刑の執行の免除とは、様々な場合がありますが、一般的なのは恩赦の一つとしてのものであり、有罪判決が確定した刑について、その執行が免除されることです。
例えば、無期懲役刑が言い渡されて執行されている途中で仮釈放され、保護観察中の者について、刑の執行の免除により保護観察を終了させて、社会復帰を促進させるために行われることがあります。
刑の執行の免除は、いわゆる個別恩赦の形で行われますので、一律に行われるのではなく、当該受刑者の受刑態度などの個別具体的な状況により行われます。
刑の執行の免除は、検察官・刑務所などの長・保護観察所の長が中央更生保護審査会に刑の執行の免除の上申を行って、中央更生保護審査会がこれを審査して相当と認めた場合に、法務大臣に刑の執行の免除の申出を行い、内閣が刑の執行の免除を決定し、天皇が認証するという手続が必要になります。
恩赦ではない刑の執行の免除には、刑法上の時効完成の効果としての刑の執行の免除があります(刑法31条)。
この時効は、一般的に言われる公訴時効(犯人を検挙できないまま時効を迎える場合です。

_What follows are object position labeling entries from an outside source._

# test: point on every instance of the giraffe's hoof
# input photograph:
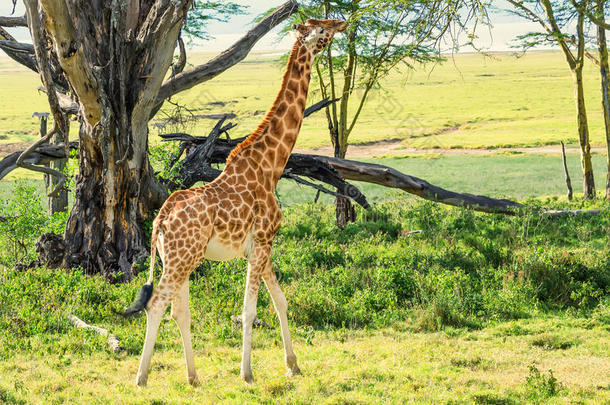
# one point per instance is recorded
(247, 377)
(141, 380)
(194, 381)
(294, 371)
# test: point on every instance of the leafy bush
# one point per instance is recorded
(462, 270)
(22, 220)
(540, 386)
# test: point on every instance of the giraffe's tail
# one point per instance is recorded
(146, 291)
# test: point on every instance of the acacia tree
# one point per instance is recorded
(382, 36)
(105, 62)
(555, 18)
(597, 15)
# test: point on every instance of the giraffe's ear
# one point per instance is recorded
(300, 28)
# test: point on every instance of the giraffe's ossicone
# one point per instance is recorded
(236, 215)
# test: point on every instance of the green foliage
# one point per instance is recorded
(540, 386)
(463, 270)
(163, 157)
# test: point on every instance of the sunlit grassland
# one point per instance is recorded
(470, 101)
(392, 365)
(515, 176)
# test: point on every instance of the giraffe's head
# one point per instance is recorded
(316, 34)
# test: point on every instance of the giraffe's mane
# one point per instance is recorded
(258, 132)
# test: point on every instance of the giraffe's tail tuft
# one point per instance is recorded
(140, 302)
(146, 291)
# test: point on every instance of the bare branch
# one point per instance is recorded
(70, 54)
(21, 162)
(17, 46)
(13, 22)
(44, 66)
(6, 42)
(113, 341)
(229, 57)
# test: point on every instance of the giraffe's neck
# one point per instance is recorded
(269, 146)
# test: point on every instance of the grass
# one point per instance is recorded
(476, 308)
(518, 176)
(392, 365)
(468, 102)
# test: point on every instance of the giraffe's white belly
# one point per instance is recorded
(218, 251)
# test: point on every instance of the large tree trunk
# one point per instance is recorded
(583, 136)
(603, 67)
(114, 59)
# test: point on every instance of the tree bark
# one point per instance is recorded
(60, 202)
(115, 70)
(605, 85)
(583, 136)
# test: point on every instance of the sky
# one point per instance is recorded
(497, 38)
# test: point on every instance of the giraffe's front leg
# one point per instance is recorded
(154, 313)
(181, 313)
(281, 305)
(256, 266)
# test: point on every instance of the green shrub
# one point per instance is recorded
(22, 220)
(540, 386)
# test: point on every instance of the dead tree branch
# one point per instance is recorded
(113, 341)
(13, 21)
(229, 57)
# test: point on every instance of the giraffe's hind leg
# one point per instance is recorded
(256, 266)
(154, 312)
(281, 305)
(181, 313)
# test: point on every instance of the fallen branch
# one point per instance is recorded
(113, 341)
(236, 53)
(13, 21)
(22, 162)
(43, 155)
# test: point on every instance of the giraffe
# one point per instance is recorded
(236, 215)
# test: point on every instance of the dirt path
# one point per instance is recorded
(394, 147)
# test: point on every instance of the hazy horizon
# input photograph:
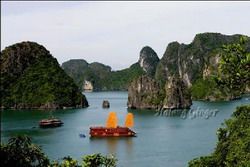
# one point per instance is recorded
(113, 33)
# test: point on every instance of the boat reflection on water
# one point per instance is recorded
(112, 143)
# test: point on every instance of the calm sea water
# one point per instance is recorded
(162, 139)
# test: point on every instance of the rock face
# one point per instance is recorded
(143, 93)
(195, 60)
(32, 79)
(183, 71)
(148, 60)
(177, 95)
(80, 71)
(87, 86)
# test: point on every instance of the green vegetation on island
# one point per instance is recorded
(20, 151)
(233, 146)
(32, 78)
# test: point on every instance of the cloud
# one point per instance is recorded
(114, 32)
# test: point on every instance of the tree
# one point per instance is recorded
(234, 68)
(97, 160)
(19, 151)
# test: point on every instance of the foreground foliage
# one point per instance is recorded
(21, 152)
(234, 68)
(233, 147)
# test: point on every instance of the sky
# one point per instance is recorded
(112, 32)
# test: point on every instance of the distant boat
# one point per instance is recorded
(112, 130)
(50, 123)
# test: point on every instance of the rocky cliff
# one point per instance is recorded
(148, 60)
(146, 93)
(31, 78)
(143, 93)
(177, 95)
(195, 60)
(184, 71)
(103, 78)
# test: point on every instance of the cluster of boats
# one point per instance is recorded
(110, 130)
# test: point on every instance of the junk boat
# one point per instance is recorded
(50, 123)
(112, 130)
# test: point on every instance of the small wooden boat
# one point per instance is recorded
(112, 130)
(50, 123)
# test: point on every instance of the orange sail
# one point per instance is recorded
(129, 122)
(112, 120)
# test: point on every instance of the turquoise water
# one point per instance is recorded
(162, 139)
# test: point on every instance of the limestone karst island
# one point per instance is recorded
(125, 84)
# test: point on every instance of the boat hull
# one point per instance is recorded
(111, 132)
(50, 123)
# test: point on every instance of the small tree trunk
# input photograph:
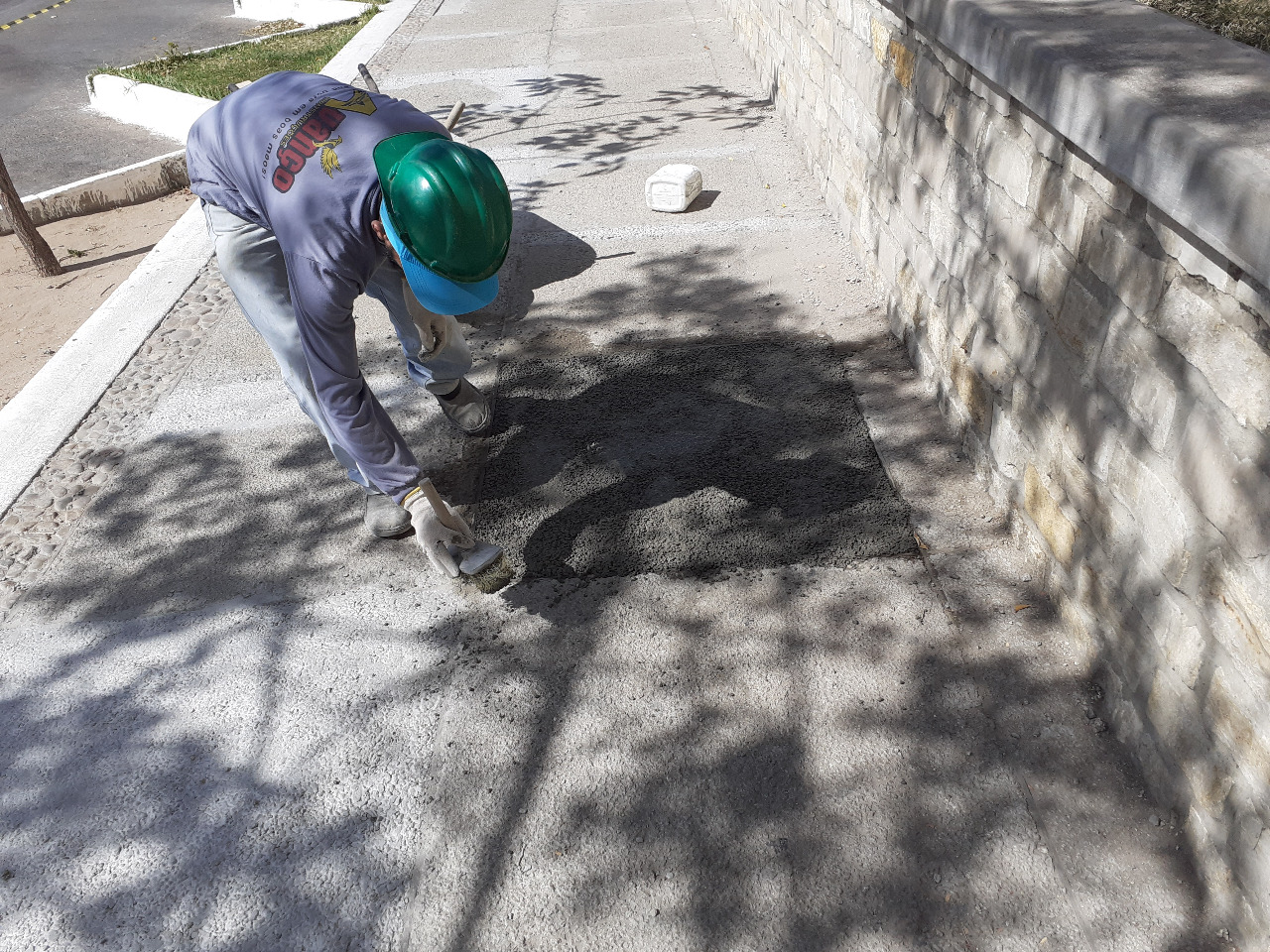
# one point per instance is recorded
(37, 248)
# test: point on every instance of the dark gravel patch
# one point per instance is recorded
(686, 461)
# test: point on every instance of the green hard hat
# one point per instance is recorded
(448, 202)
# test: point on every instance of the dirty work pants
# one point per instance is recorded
(252, 263)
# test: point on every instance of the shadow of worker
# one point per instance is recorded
(541, 254)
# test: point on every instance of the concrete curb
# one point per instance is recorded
(312, 13)
(132, 184)
(166, 112)
(49, 409)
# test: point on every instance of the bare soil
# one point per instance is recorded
(39, 315)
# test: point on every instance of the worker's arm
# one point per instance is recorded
(324, 311)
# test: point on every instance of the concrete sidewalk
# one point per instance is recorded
(734, 705)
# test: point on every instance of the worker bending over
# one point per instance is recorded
(317, 191)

刑事訴訟法250条以下)とは異なり、有罪判決が確定した後もなお刑の執行がなされないで長期間経過した場合のことです。
例えば、罰金刑については罰金が支払われないまま3年が経過すると、時効により刑の執行が免除されます。ただし、時効の中断や停止の事由があります。
また、他にも、外国で確定裁判を受けて、外国で刑の全部または一部の執行を受けた場合に、刑の執行の免除・減刑が認められており(刑法5条)、このような意味でも、刑の執行の免除と言われます。